El tiempo que pasó en casa de su hermana fue exactamente lo que necesitaba para confirmar su vocación. Disfrutó mucho cuidar a los niños. El marido de su hermana era un buen hombre. Pudo ser testigo de la belleza de la vida familiar. Y en medio de toda esa belleza, pudo decir libremente: «¡Esto es estupendo, pero no es lo que Dios quiere para mí!».

EL AMOR DE DIOS POR NUESTRA LIBERTAD

Al final de nuestra conversación, señaló con alegría que recordar esas vivencias le da fuerzas para mantenerse fiel a su decisión, incluso cuando las cosas se ponen difíciles. Su camino de discernimiento habría sido muy diferente si no se hubiera permitido la oportunidad de seguir la sabia conducción de la Divina Providencia.

Cuando hace casi sesenta años decidió consagrar su vida a Dios como Hermana de María, no fue porque quisiera huir de algo o porque tuviera una visión negativa del matrimonio y de la vida familiar. Precisamente porque podía ver la belleza de ambas vocaciones, pudo decidirse libremente por el camino de mayor felicidad que Dios había planeado para ella desde toda la eternidad. En todos estos años ha sido feliz en su vocación y nunca se ha arrepentido de su decisión.

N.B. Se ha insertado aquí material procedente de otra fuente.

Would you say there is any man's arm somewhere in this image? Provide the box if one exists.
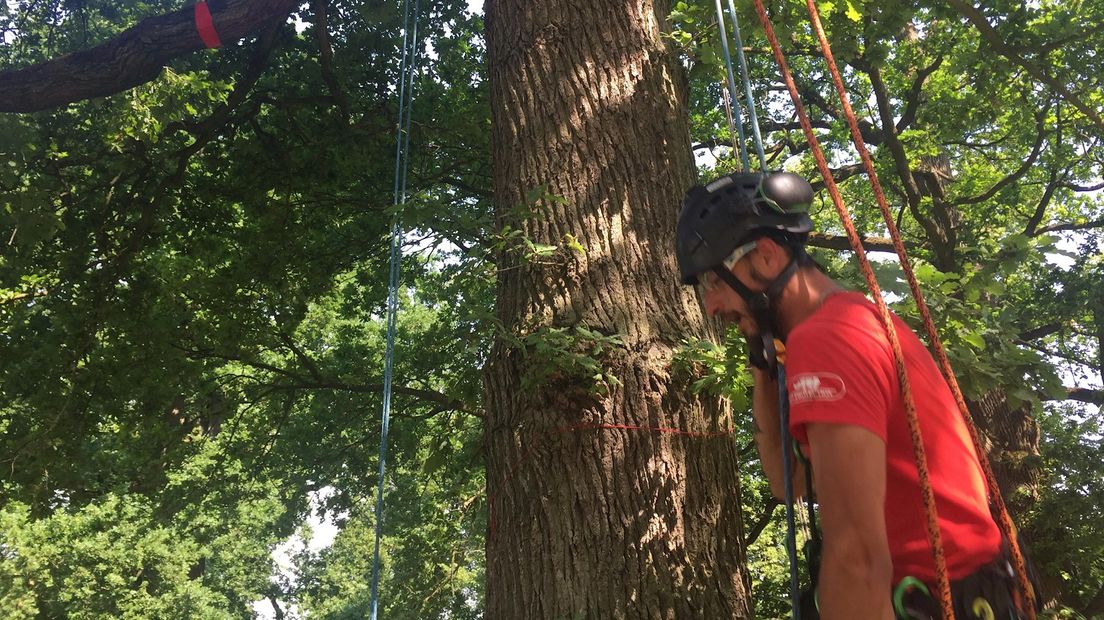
[752,366,805,500]
[806,424,893,620]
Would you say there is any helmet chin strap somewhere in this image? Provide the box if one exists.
[713,256,797,377]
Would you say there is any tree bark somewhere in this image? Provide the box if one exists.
[485,0,750,619]
[967,389,1042,509]
[0,0,297,113]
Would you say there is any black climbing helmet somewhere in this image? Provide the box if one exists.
[676,172,813,285]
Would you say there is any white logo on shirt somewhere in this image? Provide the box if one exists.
[789,373,847,405]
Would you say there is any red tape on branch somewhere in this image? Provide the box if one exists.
[487,424,735,538]
[195,2,222,47]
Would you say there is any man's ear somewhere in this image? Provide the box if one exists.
[755,237,788,264]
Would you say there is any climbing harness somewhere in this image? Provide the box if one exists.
[371,0,418,620]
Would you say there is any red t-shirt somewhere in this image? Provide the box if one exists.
[786,292,1000,584]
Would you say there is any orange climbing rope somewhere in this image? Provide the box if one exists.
[805,0,1036,620]
[754,0,1034,620]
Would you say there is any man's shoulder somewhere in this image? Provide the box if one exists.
[787,292,882,349]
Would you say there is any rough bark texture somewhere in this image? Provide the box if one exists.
[486,0,750,619]
[967,389,1041,509]
[0,0,297,113]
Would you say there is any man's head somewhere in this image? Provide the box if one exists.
[677,172,813,334]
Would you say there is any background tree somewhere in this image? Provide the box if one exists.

Cada historia vocacional—y toda la historia de la salvación—es un claro testimonio del infinito amor de Dios y de su tremendo respeto por nuestra libertad humana. Nuestra vocación es un don de Dios, no un mandato ni un castigo. Es nuestro camino personal de amor. Sin embargo, Él no nos exige que sigamos este camino. No quiere esclavos, sino hijos que elijan voluntariamente seguir sus designios y amarle en el tiempo y en la eternidad.

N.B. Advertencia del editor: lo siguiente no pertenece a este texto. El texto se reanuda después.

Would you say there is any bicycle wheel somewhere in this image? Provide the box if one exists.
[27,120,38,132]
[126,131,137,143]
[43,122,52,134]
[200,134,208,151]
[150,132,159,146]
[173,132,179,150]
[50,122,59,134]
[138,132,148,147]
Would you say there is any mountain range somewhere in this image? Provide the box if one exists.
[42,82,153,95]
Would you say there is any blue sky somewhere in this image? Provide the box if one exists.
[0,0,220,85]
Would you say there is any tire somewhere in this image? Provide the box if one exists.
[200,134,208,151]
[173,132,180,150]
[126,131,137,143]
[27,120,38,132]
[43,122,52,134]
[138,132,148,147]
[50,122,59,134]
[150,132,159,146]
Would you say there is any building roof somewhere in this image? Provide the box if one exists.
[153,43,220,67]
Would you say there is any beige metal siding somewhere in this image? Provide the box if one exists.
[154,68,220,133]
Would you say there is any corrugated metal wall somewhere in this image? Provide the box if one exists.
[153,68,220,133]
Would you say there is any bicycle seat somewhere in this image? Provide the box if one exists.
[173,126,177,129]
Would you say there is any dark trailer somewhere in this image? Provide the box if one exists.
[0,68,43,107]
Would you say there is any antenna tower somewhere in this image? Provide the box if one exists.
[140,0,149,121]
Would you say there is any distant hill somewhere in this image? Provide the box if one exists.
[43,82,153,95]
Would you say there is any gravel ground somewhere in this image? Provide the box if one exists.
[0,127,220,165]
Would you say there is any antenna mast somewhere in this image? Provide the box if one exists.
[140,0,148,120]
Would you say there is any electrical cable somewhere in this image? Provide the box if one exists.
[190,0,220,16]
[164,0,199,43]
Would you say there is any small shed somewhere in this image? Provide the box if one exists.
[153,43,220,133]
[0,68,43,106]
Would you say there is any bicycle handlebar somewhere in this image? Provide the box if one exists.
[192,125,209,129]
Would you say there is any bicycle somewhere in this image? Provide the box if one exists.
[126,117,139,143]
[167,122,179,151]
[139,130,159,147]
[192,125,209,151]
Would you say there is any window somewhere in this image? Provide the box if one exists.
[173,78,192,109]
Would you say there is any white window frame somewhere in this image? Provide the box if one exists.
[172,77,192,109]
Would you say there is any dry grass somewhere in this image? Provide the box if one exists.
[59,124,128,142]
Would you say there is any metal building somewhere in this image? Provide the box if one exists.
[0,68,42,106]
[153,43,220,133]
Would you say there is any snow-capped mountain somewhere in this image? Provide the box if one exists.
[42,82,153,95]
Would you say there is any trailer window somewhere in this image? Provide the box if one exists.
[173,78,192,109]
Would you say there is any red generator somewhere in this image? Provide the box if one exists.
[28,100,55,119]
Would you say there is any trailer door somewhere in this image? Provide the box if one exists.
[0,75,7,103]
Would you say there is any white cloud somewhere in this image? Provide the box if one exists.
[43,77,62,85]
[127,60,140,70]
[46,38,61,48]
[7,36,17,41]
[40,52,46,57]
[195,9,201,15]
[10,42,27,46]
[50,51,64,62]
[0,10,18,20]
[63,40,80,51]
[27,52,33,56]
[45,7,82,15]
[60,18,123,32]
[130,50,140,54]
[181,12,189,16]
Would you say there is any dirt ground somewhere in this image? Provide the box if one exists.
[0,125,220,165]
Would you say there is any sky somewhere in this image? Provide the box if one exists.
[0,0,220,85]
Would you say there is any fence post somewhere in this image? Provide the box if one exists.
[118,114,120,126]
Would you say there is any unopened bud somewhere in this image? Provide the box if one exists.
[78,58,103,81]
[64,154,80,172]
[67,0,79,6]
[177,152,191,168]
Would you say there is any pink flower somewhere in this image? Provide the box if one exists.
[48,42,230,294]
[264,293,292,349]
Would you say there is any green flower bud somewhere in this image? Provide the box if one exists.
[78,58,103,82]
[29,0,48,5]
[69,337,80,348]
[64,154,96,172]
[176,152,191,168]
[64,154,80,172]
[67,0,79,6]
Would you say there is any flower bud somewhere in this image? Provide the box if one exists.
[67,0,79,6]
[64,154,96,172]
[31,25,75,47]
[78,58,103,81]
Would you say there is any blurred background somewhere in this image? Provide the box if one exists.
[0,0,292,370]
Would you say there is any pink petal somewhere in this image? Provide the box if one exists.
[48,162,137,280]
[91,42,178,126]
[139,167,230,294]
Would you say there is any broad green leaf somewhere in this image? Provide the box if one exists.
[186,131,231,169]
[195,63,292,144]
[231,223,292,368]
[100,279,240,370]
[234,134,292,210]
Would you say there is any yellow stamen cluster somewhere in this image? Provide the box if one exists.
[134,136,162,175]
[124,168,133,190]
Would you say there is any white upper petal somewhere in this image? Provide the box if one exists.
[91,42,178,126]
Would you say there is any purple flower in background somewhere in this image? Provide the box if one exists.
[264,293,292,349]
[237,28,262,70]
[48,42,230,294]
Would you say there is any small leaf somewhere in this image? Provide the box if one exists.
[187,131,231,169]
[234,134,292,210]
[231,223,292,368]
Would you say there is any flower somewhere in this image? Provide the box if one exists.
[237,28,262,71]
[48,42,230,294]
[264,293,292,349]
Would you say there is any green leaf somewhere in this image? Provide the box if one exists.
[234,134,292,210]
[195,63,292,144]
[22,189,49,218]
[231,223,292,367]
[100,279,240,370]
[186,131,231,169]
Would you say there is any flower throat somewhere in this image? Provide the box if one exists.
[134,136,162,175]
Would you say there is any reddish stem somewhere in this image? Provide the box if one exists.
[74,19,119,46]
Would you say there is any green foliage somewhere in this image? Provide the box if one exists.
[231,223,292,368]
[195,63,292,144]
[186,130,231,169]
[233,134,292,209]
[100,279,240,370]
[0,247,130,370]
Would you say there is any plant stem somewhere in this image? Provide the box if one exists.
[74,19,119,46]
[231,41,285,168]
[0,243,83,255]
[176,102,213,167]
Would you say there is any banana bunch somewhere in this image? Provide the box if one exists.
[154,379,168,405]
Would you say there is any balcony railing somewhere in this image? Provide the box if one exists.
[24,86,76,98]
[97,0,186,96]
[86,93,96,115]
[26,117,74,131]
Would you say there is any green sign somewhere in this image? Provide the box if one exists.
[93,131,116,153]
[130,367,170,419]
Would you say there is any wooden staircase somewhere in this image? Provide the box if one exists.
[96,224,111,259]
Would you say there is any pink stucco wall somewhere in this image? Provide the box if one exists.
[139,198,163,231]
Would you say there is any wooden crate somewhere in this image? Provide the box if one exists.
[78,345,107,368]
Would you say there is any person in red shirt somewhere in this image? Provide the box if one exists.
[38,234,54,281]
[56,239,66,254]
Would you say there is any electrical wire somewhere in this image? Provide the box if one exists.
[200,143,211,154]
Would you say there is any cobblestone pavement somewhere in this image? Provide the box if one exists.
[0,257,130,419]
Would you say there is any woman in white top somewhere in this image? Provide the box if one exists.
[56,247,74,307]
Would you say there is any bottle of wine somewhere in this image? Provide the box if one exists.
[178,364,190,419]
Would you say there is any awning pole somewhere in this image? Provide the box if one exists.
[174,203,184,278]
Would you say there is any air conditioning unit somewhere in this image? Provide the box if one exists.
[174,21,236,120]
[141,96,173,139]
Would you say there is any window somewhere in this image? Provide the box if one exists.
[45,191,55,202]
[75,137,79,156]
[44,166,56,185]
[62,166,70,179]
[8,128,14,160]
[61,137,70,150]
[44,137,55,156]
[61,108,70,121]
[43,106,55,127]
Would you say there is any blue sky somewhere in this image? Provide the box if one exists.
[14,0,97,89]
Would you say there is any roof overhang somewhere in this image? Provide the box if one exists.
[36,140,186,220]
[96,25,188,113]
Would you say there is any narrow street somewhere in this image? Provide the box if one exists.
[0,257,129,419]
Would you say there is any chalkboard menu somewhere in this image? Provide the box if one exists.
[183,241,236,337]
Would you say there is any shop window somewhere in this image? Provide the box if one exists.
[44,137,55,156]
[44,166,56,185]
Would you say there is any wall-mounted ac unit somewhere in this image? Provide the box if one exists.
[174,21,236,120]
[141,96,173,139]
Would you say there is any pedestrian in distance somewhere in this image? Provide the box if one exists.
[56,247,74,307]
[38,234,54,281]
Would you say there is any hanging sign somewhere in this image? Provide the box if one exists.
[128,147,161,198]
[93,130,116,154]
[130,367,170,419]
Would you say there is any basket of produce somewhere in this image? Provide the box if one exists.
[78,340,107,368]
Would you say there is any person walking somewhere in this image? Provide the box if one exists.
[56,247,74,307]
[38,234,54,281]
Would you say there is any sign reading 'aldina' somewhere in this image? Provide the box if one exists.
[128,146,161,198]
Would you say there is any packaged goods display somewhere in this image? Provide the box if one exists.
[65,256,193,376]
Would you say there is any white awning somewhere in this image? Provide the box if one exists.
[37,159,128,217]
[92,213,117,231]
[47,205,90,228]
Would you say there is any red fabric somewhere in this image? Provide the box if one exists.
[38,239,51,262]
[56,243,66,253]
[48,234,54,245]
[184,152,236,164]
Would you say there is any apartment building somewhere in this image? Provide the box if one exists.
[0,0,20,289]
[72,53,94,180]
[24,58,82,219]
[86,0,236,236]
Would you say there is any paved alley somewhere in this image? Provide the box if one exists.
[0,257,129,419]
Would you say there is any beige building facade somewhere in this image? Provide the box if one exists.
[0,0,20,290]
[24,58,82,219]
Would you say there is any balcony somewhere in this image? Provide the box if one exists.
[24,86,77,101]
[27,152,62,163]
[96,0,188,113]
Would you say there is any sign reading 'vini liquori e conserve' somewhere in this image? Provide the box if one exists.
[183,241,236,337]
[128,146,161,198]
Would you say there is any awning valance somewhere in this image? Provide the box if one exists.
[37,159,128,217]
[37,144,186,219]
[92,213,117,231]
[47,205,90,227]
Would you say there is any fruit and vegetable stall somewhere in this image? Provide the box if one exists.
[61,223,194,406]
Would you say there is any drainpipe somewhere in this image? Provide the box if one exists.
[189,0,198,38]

El libro de la Sabiduría dice: «Y es tu Providencia, Padre, quien guía» el universo (Sab 14,3). ¿De qué nos está hablando la Escritura? De que Dios, por su bondad, poder y fidelidad, guía todas las cosas hacia su fin… Ésta es la Providencia general de Dios. ¿Soy yo también objeto de esa Providencia general? ¡Sin duda! Pero soy todavía más: como persona soy objeto del amor especial del Padre celestial… El Padre se preocupa hasta de nuestras más pequeñas necesidades. En la edad de oro de Israel había una Providencia especial para el pueblo; pero solo se aplicaba al pueblo en general, y no tanto al individuo en particular. El Nuevo Testamento no se cansa de repetir que el Padre ama a cada hombre y se preocupa de sus más pequeñas necesidades… Dios me ama de una manera muy particular«.